US extends protected status for some 7,000 Syrians

The DC-based institution called on 'public figures and citizens to avoid condemning today's refugees as a group'
The DC-based institution called on 'public figures and citizens to avoid condemning today's refugees as a group'
block
AFP, Washington :
The United States has extended a special protected status for Syrians that keeps some 7,000 of them from being deported back to their war-wracked country, the Department of Homeland Security said Wednesday.
President Donald Trump’s administration has stripped that same protection from hundreds of thousands of immigrants from several Central American countries, raising fears among Syrians that they might be next.
“After carefully considering conditions on the ground, I have determined that it is necessary to extend the Temporary Protected Status designation for Syria,” Homeland Security Secretary Kirstjen Nielsen said in a statement.
“It is clear that the conditions upon which Syria’s designation was based continue to exist, therefore an extension is warranted under the statute,” Nielsen said.
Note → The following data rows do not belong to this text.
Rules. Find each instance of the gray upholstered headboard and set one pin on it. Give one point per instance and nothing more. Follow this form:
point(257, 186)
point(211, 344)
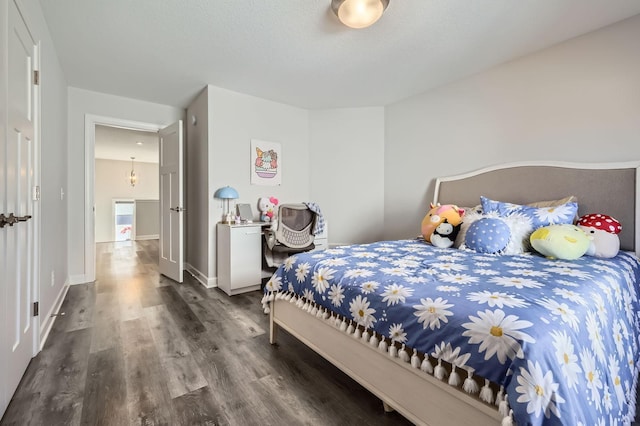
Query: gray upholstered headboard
point(611, 189)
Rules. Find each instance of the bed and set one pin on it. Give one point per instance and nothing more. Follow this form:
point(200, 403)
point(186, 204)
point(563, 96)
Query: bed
point(451, 336)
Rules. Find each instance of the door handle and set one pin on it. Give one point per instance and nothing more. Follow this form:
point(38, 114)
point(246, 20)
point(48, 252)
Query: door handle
point(11, 219)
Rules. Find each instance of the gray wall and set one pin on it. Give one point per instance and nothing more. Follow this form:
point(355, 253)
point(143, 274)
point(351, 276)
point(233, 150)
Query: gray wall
point(576, 101)
point(196, 172)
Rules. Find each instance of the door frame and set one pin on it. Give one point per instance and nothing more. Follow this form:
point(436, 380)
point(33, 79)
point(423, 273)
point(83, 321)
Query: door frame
point(90, 122)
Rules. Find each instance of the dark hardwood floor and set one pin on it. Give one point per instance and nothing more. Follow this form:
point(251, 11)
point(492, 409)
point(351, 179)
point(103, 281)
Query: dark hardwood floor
point(136, 348)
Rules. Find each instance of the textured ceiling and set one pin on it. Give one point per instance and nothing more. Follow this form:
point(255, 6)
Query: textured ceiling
point(296, 52)
point(113, 143)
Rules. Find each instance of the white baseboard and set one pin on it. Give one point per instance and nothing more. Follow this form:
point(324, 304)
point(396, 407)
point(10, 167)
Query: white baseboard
point(147, 237)
point(78, 279)
point(46, 322)
point(200, 277)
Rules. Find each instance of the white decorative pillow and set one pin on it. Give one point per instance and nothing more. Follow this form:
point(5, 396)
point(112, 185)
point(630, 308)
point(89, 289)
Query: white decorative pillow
point(519, 225)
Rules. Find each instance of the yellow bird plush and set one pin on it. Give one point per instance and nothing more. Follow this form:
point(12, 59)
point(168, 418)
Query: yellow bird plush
point(567, 242)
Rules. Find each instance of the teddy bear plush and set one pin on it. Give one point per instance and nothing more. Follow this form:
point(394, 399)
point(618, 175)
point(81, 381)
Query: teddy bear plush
point(445, 234)
point(437, 215)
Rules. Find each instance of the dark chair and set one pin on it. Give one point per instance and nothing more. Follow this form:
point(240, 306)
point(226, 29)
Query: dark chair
point(292, 233)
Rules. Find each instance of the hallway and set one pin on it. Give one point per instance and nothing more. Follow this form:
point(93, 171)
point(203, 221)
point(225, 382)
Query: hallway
point(136, 348)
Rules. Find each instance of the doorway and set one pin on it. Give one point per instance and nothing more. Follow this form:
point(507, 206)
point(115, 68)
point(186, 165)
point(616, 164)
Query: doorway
point(95, 124)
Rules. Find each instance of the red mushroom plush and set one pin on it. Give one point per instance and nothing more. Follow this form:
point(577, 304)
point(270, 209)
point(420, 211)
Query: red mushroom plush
point(603, 231)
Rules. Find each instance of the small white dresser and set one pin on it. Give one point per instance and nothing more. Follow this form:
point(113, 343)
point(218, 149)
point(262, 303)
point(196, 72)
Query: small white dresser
point(239, 257)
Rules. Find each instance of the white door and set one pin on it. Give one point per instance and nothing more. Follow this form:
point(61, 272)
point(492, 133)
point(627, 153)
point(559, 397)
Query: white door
point(17, 239)
point(171, 202)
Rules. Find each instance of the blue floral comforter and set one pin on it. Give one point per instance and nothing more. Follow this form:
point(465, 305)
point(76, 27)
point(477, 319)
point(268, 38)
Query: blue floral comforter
point(560, 336)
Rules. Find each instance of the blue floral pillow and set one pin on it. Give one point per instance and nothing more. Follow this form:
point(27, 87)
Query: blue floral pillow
point(538, 216)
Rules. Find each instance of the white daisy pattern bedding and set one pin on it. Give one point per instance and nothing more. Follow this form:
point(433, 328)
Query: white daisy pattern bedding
point(560, 337)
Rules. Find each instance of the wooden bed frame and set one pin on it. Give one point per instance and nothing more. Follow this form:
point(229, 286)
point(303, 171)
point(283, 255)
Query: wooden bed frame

The extension lasts through September 30, 2019, and Nielsen will review conditions ahead of that date to determine whether it should be extended again or ended.
The US government has stripped similar protection from some 200,000 Salvadorans, 59,000 Haitians and 5,300 Nicaraguans-some of whom had been in the country for decades.
The Syrian civil war broke out after President Bashar al-Assad’s forces carried out a brutal crackdown on protesters in 2011, drawing in countries from around the region as well as the US, Russia and others. The brutal conflict has killed more than 340,000 people and devastated swathes of the country, pushing millions of people to flee.
Under a humanitarian program known as “Temporary Protected Status,” thousands of Syrians have been allowed to avoid returning to their war-torn country of origin. The current program has been set to expire on March 31, forcing Trump to decide whether to extend.
Homeland Security Secretary Kirstjen Nielsen said “ongoing armed conflict and extraordinary conditions” justified giving those in the program another year and a half to remain in the U.S.
“After carefully considering conditions on the ground, I have determined that it is necessary to extend,” Neilsen said. Only those who have been in the United States since Aug. 1, 2016, are eligible for that extension, disqualifying newer arrivals. Still, Neilsen said those who came to the U.S. more recently “may be eligible to seek other forms of immigration relief.” Syria remains entangled in a bloody civil war with no signs of near-term resolution. Although the Islamic State group has been squeezed from almost all of its former territory, armed opposition groups continue to fight with each other, with Syrian President Bashar Assad’s forces and with extremist groups that still pose a threat across Syria. U.S. military forces are active both on the ground and in the skies. In areas liberated from IS, the U.S. has said much work is needed to restore basic services like water, sewage and electricity.
“We made a commitment to offer safety to these people in a time of crisis,” said Lia Lindsey of the aid group Oxfam. “Syria, without a doubt, continues to be unsafe and unstable.”
Rep. Bill Pascrell, D-N.J., who had urged Trump to both extend the protections and let new arrivals apply, called the move a “missed opportunity.” He added that the decision was “just another cruel way to leave people in need of assistance out in the cold.”
The decision will be felt hardest in California, Michigan and Texas, top destinations for the roughly 86,000 Syrians living in the United States. It follows a contentious debate within the Trump administration about whether to cut off the program, with immigration hardliners in the White House urging a total halt to the program while the State Department and many lawmakers argued for continuing it.